During the study period, 262 patients were identified, including 117 (44.7%) and 145 (56.3%) patients in the non-survival and survival groups, respectively. Ten patients were excluded due to missing data, and thirteen patients were excluded due to an alternative diagnosis. Demographic and clinical characteristics are shown in Table 1. The non-survival group were significantly older, had a shorter duration of symptoms, had more disseminated or multifocal forms, and had more frequent presentations of cough and altered sensorium. Regarding vital signs, the patients who died had significantly lower systolic blood pressure values, higher pulse rates, and higher respiration rates.

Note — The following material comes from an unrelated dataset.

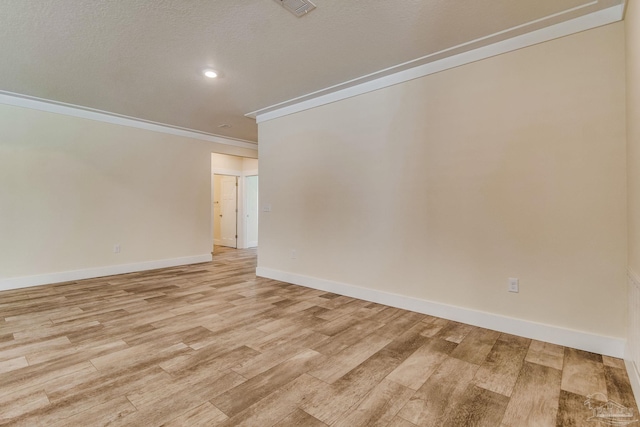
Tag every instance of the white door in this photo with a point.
(229, 209)
(251, 187)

The patients who died also had significantly abnormal chest X-rays, elevated neutrophil percentages, blood urea nitrogen, creatinine, aspartate aminotransferase, alanine aminotransferase, and total bilirubin levels. In addition, the patients who died had significantly lower hemoglobin, albumin, and platelet values. Risk factors associated with in-hospital mortality are shown in Table 2. Our univariate analysis identified several factors, including age, duration of symptoms, body mass index, clinical syndromes, vital signs (systolic blood pressure, respiration rate), chest X-ray findings, and laboratory results (platelet count, creatinine, albumin, total bilirubin, aspartate aminotransferase, and bicarbonate level). Overall, 218/262 (83.2%) received an intravenous antibiotic active against B. pseudomallei; ceftazidime was the most commonly prescribed antibiotic (151; 57.6%), followed by carbapenems (60; 22.9%), amoxycillin/clavulanic acid (7; 2.7%), and other antibiotics.

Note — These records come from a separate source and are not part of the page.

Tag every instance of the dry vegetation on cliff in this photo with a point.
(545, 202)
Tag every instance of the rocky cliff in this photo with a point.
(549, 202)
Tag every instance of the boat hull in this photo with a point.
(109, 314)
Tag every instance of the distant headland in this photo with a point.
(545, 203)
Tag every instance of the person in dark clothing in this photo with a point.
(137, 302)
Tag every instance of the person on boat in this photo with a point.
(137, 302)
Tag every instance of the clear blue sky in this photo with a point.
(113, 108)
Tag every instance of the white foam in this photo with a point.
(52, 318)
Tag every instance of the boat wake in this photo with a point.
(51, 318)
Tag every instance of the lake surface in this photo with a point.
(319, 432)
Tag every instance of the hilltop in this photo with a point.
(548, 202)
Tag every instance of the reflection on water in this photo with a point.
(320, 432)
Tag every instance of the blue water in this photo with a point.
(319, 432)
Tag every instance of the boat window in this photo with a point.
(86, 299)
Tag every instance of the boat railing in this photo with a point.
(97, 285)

A multivariable analysis was performed using odds ratios to identify factors associated with in-hospital mortality (expressed as an adjusted odds ratio (aOR)), including age (aOR 1.04, 95%CI: 0.24–1.30), respiration rate (aOR: 1.18, 95%CI: 1.06–1.32), abnormal chest X-ray findings (aOR 4.79, 95%CI: 1.98–11.59), and serum bicarbonate levels (aOR 0.92, 95%CI: 0.85–0.99). The distributions of the predictive factors are presented in Figure 1, where odds ratios (ORs) and 95% confidence intervals (CIs) are displayed for each factor. As indicated, the factors with an OR greater than 1 are associated with increased mortality risk, while the factors with an OR less than 1 are associated with increased survival.

4. Discussion

This study found that the mortality rate of melioidosis was 44.7%, which is in line with previous studies [3,5], suggesting it is still a very critical infectious disease at our institute. In contrast, the recent study by Churuangsak et al. [6] showed a significantly low mortality rate of about 9.0%, probably due to the majority of the patients being categorized as having a localized infection of melioidosis. However, patients with pneumonia and septicemia or shock still carry a high mortality rate risk of 54.2% [5]. Another recent study by Zornitzki et al. [7] found a high rate of positive blood culture or bacteremia even after initiating antibiotic therapy, which may contribute to the high mortality rate. This suggests the complexity of melioidosis diagnosis and treatment. Our study found that most of those in the non-survival group with melioidosis were males aged 50 or older. This age group also had a statistically significant association with mortality, with an odds ratio of 1.04. In other words, for every year older a patient was, their risk of death from melioidosis increased by 4%. These findings are consistent with previous studies suggesting that melioidosis is more common in older individuals, particularly farmers who frequently work in rice fields. This increased risk is likely due to their higher exposure to contaminated soil and water, which harbor the bacteria Burkholderia pseudomallei, the causative agent of melioidosis [3,8,9,10,11]. In this study, 80% of infected individuals had at least one comorbidity, with diabetes mellitus being the most common, a finding in line with previous studies [2,12]. Nevertheless, it is worth noting that in this study, the presence of diabetes mellitus as a comorbidity was not found to have a significant association with mortality, in contrast to previous studies [13,14,15,16]. In fact, diabetes mellitus appears to be a protective factor against mortality in melioidosis (OR 0.65; 95%CI 0.30–1.39). This finding is of interest, but it is not statistically significant. This may be due to the fact that diabetic patients presenting with sepsis in the clinical setting in this institute are initially treated with antimicrobials that cover B. pseudomallei due to the disease’s endemic nature [17,18]. Treatment with carbapenems (meropenem or imipenem) was more frequent in the non-survival group. This could indicate that carbapenems are usually used for treating serious infections.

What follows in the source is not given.